Here’s where investors should look to find the next bull market’s leaders

Kevin Barry, chief investment officer at Summit Financial, says that if you want to get ahead of the leaders of the next bull market, you need to look forward, not backward.

That means not counting on things that have worked before, like technology. The sector has taken a beating in this year’s bear market, which has made some people wonder if they should buy now.

“At least in the last 50 years, history has shown that the leaders of the last bull market are not the leaders of this bull market,” Barry said.

Energy, on the other hand, did better in the 1970s, but in the 1980s, he said, consumer staples led the bull market. Barry said that technology was riding a wave in the late 1990s, and it took 20 years for it to get back to those high points.

The technology-focused Nasdaq Composite is down about 30% this year.

“When tech gets cheap enough to buy” is the wrong question to ask, Barry said. “You should be asking, ‘What does leadership look like?'”

Barry said that energy looks like it could lead the market through the next bull market.

“My analysis shows that the companies haven’t re-invested enough capital to increase the supply and reliability of energy, so I think it’s likely that energy will outperform,” he said.

Moving Markets

He also said that there are signs of both absolute and relative leadership in the sector.

“The [Inflation Reduction Act] has some bad parts for fossil fuels right now, but the XLE keeps going up anyway,” he said.

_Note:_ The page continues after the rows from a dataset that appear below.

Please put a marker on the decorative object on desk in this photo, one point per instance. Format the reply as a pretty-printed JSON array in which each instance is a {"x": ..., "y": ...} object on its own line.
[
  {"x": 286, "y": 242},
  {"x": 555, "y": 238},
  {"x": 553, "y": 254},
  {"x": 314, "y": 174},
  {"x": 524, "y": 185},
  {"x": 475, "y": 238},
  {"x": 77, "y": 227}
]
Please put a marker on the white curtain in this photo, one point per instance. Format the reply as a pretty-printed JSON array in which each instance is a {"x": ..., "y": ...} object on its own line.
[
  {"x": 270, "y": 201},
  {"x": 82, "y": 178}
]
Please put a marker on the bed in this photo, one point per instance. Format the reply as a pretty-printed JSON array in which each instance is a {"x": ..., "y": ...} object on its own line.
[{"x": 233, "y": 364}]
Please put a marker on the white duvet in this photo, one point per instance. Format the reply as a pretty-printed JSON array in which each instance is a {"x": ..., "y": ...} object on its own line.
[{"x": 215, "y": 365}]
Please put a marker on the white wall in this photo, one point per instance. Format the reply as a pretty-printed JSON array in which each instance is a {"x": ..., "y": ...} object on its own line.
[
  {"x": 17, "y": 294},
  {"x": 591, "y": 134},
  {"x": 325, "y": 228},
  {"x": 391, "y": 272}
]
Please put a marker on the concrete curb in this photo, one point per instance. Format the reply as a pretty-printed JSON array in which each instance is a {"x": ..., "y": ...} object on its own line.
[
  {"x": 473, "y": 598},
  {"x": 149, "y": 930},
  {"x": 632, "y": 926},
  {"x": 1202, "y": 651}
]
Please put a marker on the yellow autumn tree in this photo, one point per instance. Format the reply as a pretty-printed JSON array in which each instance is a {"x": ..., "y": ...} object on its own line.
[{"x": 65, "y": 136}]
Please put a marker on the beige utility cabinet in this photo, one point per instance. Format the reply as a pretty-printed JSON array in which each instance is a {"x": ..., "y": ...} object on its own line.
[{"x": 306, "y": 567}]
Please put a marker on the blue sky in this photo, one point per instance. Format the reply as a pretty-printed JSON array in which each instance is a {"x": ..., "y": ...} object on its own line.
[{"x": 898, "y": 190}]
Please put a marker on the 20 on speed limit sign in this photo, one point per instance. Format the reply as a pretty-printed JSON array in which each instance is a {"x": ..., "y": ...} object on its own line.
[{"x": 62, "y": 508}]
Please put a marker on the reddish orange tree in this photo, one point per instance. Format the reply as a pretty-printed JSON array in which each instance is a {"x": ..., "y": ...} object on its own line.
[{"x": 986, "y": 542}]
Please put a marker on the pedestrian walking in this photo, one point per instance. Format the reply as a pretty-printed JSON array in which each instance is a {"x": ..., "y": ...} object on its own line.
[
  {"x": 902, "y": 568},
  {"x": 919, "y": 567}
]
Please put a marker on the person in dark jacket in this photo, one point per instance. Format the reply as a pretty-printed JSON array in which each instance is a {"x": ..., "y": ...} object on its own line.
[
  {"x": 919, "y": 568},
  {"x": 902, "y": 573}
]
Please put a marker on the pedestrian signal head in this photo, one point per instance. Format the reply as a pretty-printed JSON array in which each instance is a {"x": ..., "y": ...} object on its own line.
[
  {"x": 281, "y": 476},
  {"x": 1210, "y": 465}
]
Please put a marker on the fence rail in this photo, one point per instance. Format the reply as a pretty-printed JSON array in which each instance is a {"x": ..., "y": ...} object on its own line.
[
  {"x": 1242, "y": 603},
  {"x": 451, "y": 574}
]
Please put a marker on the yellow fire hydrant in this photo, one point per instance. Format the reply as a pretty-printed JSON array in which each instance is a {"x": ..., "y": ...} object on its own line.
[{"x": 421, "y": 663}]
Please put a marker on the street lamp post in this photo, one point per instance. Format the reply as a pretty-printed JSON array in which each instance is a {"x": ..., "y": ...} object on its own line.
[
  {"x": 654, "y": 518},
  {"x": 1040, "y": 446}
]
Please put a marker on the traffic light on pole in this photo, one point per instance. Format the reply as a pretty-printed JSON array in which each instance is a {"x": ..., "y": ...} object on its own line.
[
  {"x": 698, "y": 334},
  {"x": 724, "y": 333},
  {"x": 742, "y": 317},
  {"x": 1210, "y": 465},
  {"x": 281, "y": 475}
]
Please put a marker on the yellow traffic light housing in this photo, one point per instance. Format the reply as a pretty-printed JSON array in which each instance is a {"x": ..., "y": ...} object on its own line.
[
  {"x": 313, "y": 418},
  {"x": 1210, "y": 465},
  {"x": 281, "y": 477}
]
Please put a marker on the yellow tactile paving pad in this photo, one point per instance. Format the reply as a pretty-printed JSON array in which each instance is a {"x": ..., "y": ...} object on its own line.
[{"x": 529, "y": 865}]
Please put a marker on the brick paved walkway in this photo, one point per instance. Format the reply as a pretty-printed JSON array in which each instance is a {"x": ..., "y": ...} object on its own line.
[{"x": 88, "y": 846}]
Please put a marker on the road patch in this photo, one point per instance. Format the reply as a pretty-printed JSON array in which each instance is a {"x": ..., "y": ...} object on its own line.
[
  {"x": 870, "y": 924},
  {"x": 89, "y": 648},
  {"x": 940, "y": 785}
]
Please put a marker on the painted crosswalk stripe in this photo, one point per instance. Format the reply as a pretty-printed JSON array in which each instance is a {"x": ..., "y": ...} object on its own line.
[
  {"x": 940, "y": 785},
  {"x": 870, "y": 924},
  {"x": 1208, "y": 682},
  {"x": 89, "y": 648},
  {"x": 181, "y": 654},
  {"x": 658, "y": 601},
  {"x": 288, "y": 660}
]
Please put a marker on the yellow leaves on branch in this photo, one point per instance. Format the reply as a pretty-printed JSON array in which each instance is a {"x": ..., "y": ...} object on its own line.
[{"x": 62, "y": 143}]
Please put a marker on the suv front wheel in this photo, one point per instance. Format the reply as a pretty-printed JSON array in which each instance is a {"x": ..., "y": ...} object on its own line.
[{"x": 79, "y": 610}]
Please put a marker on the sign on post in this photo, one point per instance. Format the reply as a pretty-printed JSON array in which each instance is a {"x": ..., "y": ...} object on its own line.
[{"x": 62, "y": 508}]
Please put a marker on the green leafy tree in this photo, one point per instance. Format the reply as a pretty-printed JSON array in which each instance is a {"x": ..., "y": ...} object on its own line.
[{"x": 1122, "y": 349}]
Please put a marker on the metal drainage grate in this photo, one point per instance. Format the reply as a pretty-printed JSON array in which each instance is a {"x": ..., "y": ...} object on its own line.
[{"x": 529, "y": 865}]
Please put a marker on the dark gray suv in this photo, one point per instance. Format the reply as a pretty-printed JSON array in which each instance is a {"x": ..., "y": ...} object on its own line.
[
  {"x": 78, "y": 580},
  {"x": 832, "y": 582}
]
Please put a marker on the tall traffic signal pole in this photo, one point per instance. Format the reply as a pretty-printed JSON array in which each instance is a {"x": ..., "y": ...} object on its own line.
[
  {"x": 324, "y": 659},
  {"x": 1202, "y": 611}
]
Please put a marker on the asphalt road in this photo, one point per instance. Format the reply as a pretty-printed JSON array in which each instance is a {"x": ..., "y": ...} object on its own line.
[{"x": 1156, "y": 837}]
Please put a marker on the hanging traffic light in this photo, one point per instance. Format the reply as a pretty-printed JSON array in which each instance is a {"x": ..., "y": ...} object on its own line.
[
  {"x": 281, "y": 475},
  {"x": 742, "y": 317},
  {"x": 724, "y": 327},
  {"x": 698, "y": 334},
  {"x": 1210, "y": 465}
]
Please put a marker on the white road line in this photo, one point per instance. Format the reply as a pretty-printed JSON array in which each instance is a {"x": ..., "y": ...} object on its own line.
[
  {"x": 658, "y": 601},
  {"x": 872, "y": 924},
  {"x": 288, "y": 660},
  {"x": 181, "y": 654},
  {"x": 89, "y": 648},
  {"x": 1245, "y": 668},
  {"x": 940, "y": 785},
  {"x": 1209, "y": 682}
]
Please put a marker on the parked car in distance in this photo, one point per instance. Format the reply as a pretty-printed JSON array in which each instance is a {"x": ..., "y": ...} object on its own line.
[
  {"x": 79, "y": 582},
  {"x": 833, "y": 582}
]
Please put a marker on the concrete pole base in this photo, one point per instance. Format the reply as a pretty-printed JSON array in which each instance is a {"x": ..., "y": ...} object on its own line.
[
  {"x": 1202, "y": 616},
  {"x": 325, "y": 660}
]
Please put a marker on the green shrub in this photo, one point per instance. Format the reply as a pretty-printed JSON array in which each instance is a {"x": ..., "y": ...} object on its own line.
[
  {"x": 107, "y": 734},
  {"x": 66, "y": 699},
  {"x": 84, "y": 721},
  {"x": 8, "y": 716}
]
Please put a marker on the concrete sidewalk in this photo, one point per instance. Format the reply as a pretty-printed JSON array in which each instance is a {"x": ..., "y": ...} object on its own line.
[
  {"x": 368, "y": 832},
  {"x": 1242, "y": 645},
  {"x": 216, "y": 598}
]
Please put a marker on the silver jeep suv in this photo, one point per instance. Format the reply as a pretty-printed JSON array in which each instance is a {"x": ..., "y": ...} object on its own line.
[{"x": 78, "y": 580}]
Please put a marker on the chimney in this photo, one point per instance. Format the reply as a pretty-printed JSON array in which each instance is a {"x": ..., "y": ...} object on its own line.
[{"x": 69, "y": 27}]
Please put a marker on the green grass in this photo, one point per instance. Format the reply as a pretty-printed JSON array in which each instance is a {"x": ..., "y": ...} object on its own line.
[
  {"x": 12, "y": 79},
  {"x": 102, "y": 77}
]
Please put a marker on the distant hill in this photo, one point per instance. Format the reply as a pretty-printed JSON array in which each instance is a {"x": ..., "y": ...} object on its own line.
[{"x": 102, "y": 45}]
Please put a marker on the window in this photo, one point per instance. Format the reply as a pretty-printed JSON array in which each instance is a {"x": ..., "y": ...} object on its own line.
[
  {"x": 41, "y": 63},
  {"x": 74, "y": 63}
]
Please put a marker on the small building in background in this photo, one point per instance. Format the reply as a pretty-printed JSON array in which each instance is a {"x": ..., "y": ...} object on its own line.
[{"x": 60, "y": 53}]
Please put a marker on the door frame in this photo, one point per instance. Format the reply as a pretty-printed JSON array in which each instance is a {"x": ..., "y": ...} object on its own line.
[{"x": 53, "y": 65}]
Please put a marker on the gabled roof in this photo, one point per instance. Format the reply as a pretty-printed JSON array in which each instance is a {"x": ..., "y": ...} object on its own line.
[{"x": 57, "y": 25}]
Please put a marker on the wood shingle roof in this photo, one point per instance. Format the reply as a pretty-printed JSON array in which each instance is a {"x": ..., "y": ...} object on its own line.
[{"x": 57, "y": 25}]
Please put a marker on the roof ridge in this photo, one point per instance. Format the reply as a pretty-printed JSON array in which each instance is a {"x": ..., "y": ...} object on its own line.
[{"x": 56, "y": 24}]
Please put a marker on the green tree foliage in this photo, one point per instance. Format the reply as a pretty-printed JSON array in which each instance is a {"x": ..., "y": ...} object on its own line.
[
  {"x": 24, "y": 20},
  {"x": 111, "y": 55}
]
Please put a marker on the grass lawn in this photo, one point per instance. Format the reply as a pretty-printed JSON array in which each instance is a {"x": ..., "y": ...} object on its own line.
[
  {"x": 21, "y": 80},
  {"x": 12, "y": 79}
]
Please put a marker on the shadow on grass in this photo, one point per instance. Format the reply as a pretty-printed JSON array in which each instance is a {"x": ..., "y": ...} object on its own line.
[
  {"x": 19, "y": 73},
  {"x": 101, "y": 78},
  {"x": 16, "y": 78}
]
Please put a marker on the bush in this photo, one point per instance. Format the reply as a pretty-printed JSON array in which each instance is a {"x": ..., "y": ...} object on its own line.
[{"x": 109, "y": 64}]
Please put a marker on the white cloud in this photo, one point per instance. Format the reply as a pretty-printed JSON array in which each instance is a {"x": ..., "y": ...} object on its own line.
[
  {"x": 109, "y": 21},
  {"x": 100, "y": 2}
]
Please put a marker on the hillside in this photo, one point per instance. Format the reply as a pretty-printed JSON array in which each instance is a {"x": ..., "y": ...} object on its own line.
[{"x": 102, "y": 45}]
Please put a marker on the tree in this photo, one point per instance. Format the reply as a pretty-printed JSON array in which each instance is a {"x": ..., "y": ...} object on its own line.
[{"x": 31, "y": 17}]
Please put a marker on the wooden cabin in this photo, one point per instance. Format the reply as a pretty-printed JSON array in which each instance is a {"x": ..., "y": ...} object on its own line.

The Energy Select Sector SPDR Fund (XLE) is up about 57% so far this year. However, according to FactSet, more than $187 million has left the exchange-traded fund since 2022. On the other hand, Barry said, the tech-heavy ARK Innovation ETF, which is run by Cathie Wood, has lost more than 60% this year but has gotten money in. Data from FactSet shows that more than $1 billion has been put into the fund this year.

Barry said, “People are still spending money to try to make the same thing happen again as it did yesterday.”

Barry also thinks that industrials, especially aerospace and defence, look like they could be interesting. He said that the sector might get more of the things that were used in the Ukraine-Russia conflict.

Financials, especially insurance, could also be in a good place to lead. He said that as the cost of home repairs goes up, people may decide to increase their coverage.

“Property and casualty insurance is setting a new relative high,” Barry said. “It’s doing well compared to everything else.”

Even though insurance is the best part of financials, smaller and regional banks should also do well. Barry said that people still use their credit and debit cards, which bring in money in the form of fees and interest. The lending business is still doing well, and higher interest rates are good for banks.

Overall, he thinks that small-cap stocks are more likely to lead the next bull market than large-cap stocks. He also likes value over growth, the U.S. over international, and equal-weight funds over market-weight funds.

He said that investors might move their money out of the market-weighted SPDR S&P 500 ETF Trust and into the Invesco S&P 500 Equal Weight ETF.